14 January 2014

I have been making use of Github a lot recently and after getting the latest invoice from my current host I thought I would take a look at Github pages, initially because it was free. My main worry was the lack of server side scripting and database access. After doing some research I needn’t have worried as Jekyll fills most of the the gaps I’m interested in and there are plugins that can do the other stuff i.e. Disqus for comments.

If you haven’t heard of Jekyll it is a static web site compiler. It takes a set of markdown files, html files, site assets, configuration and some liquid templates and compiles it all down to static html. This enables you to get some of the benefits of a scripted site but without the need to do any server side scripting. This allows you to run the site almost anywhere. What’s even better is that if you run Jekyll within a GitHub repository then it will auto compile your site whenever you check something in.

Setting up Jeykyll within Github

If you want to do this for yourself you are going to need to create a GitHub pages repository first. The easiest way to do this is create a repo from the website with the name <username>.github.io. Once this has setup you can access the site from the url http://<username>.github.io. It takes about 10 minutes or so to setup initially so don’t get too hung up when it doesn’t appear straight away. GitHub have also helpfully produced a guide.
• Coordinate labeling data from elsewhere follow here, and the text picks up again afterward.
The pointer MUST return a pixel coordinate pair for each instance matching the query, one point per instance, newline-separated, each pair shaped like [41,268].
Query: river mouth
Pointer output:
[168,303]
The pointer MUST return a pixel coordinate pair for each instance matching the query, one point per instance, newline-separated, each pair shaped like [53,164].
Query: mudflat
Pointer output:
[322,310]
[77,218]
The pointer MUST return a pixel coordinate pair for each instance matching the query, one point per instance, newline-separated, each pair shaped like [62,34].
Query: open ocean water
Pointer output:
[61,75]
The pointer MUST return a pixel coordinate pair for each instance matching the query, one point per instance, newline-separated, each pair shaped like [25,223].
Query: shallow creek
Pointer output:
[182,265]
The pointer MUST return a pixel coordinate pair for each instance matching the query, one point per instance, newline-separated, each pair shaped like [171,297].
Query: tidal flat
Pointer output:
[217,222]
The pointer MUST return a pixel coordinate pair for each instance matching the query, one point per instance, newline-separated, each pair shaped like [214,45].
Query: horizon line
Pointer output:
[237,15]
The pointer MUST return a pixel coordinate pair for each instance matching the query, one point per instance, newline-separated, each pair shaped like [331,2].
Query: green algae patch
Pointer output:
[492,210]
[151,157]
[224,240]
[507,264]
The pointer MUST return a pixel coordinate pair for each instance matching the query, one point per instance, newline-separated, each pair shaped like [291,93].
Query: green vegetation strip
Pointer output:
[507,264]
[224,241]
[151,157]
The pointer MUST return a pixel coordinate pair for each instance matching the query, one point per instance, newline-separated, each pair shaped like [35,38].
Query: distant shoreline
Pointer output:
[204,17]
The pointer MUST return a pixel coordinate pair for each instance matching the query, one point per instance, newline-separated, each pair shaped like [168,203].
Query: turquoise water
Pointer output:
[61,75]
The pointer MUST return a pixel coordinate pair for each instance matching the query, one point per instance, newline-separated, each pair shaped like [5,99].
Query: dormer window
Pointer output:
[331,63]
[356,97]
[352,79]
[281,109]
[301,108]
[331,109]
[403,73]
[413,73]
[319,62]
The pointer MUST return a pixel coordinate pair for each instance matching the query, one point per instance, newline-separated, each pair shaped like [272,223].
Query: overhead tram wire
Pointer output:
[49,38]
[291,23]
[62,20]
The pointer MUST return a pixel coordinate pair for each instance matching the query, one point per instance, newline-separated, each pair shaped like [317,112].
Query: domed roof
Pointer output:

At this point if you have your own domain that you want to use instead then you can set that to point at your Github pages site. The way I did this was to set the CNAME on my domain to point to the Github pages url setup in the last step, and then create a file called CNAME wihin your github pages repository, with just the url of the domain that you are pointing at your account and again wait a few minutes and it will spring into life. If you don’t add the CNAME file then you will just see the Github 404 page so it is essential you add this. For reference this is my CNAME file

Once that is all setup you can then install Jekyll into your repository. I found it easier to start with Jekyl Bootstrap as I was planning on using Boostrap anyway. This guide will give you step by step instructions on how to do this. To summarise, it’s just a matter of downloading the code from GitHub and then pushing it up to your pages repository.

Now Jekyll is setup you can customise it as you want. It’s really easy to customise once you know how it all fits together. At the time of writing it was still running on Boostrap 2.x so I moved it up to 3.3 and customised the look a bit (for better or worse). It is also pretty useful to install Jekyll locally to test your site before you push it up to Github. Installation is done via Gem so if you are on a mac, Ruby should already be installed otherwise you will probably need to install it. Once installed just run:

gem install Jekyll

Then from the folder your Jekyll site is located you can build it with:

jekyll build

and you can test it with:

jekyll serve

The site should then be accessible from localhost:4000. You then have a globally accessible site with a local environment for testing.